Durante esses tempos difíceis, a capacidade de autorizar a violência em massa se baseia na circulação de tropos desumanizadores e “histórias assustadoras”. Essa propaganda direcionada enquadra populações inteiras como “demônios populares” desviantes, responsáveis por crimes e problemas sociais. Isso cria então pânicos morais, usados para justificar atos de opressão.
Uma ameaça violenta
Em meu livro, Under Siege: Islamophobia and the 9/11 Generation, documentei como, desde o 11 de setembro, dois bilhões de muçulmanos em todo o mundo enfrentaram punição coletiva. Construídos como demônios populares que põem em risco as sociedades ocidentais, os muçulmanos têm sido enquadrados como inextricavelmente ligados ao apoio e à promoção da violência.
Mais recentemente, esse tropo ficou evidente em declarações públicas feitas por políticos canadenses, incluindo o primeiro-ministro Justin Trudeau. A prefeita de Toronto, Olivia Chow, descreveu os recentes comícios e movimentos de solidariedade aos palestinos como “glorificando” a violência e caracterizou todos os participantes desses eventos como “apoiadores do Hamas”.
A onipresença da islamofobia levou a estereótipos generalizados de muçulmanos e palestinos (incluindo aqueles que não são muçulmanos) como propensos à violência e ao terrorismo. Quando essas narrativas racistas são adotadas por políticos, elas falsamente equiparam o apoio do povo palestino ao apoio ao terrorismo e instilam medo e pânico moral sobre a presença muçulmana neste país e em outros lugares.
Políticas antimuçulmanas
A crença pública nas narrativas difamatórias de muçulmanos violentos pode se tornar uma segunda natureza para as pessoas que assistem a reportagens tendenciosas na mídia convencional e em várias plataformas de mídia social que circulam narrativas antimuçulmanas.

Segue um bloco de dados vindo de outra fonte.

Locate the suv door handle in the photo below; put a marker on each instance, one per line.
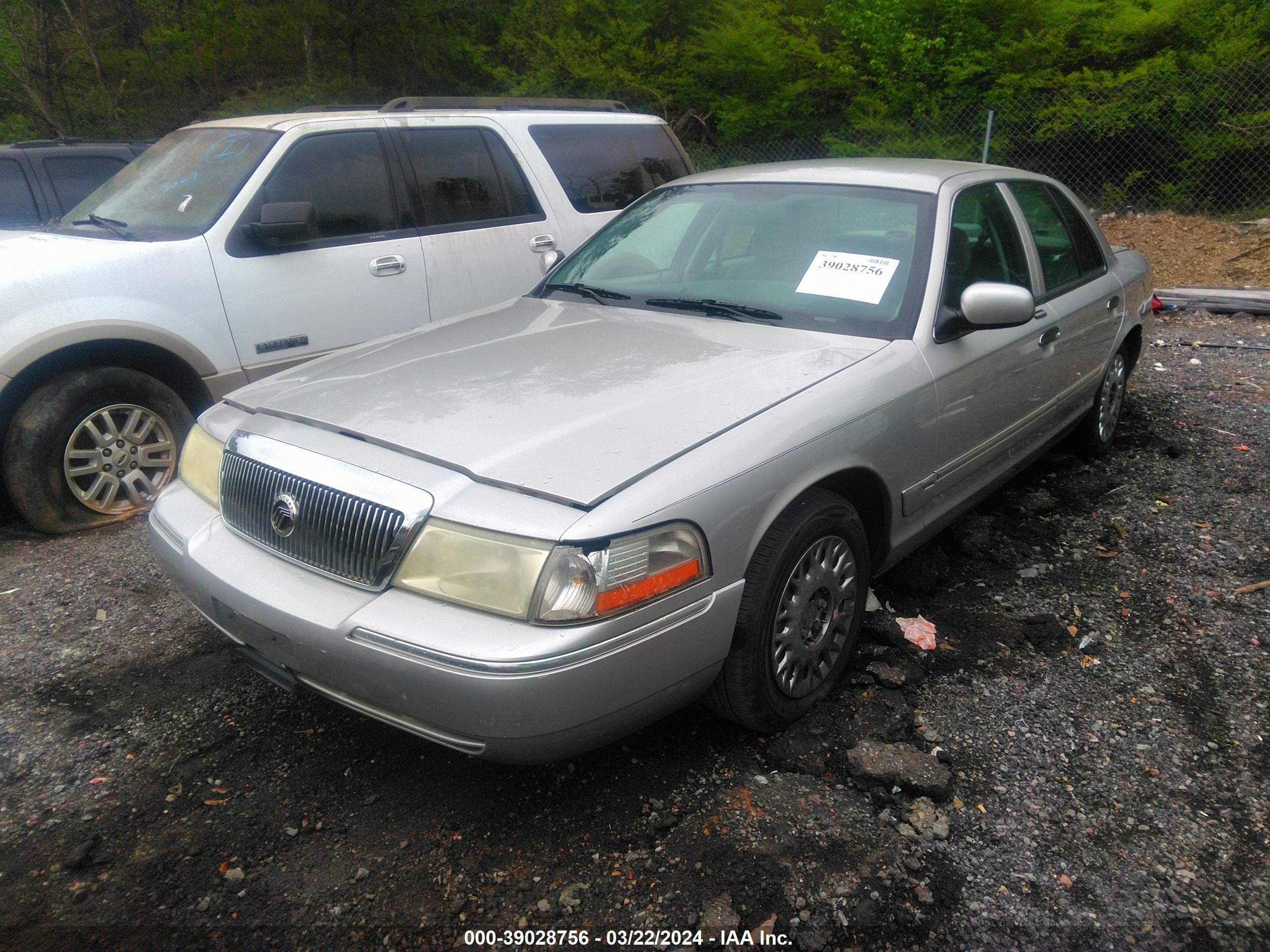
(387, 266)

Por exemplo, as atitudes negativas dos canadenses em relação aos muçulmanos ficaram evidentes em uma pesquisa da Radio Canada de 2017. Cinquenta e um por cento dos entrevistados no Canadá – e 57% em Quebec – achavam que a presença de muçulmanos no país os deixava “um pouco” ou “muito preocupados” com a segurança. Quase um em cada quatro canadenses – 23% – seria a favor da proibição da imigração muçulmana para o país, um nível de apoio que subiu para 32% em Quebec.
Os sentimentos islamofóbicos generalizados se traduzem em políticas e práticas antimuçulmanas. Recentemente, a Biblioteca Pública de Markham, em Ontário, removeu temporariamente as exibições do Mês da Herança Islâmica de suas filiais depois que um e-mail foi enviado aos funcionários dizendo que, “dada a situação atual no Oriente Médio, é melhor não promovermos ativamente o Mês da Herança Islâmica…”.
A islamofobia também tem consequências mortais, incluindo histórias de terror inventadas sobre gangues de aliciamento de muçulmanos na Europa.
Rumores e desinformação on-line
As alegações infundadas de que o Hamas decapitou e queimou 40 bebês israelenses foram repetidas por chefes de estado internacionais, celebridades e meios de comunicação, apesar de não haver nenhuma confirmação oficial pelas autoridades israelenses desse suposto ato horrível. https://www.youtube.com/embed/0el9wiOBmmM?wmode=transparent&start=0 A Al Jazeera verifica as alegações sobre o Hamas.
No entanto, a repetição dessa história falsa levou à caracterização desumanizadora dos palestinos como “monstros sanguinários” e “animais humanos”, fomentando o racismo antipalestino generalizado.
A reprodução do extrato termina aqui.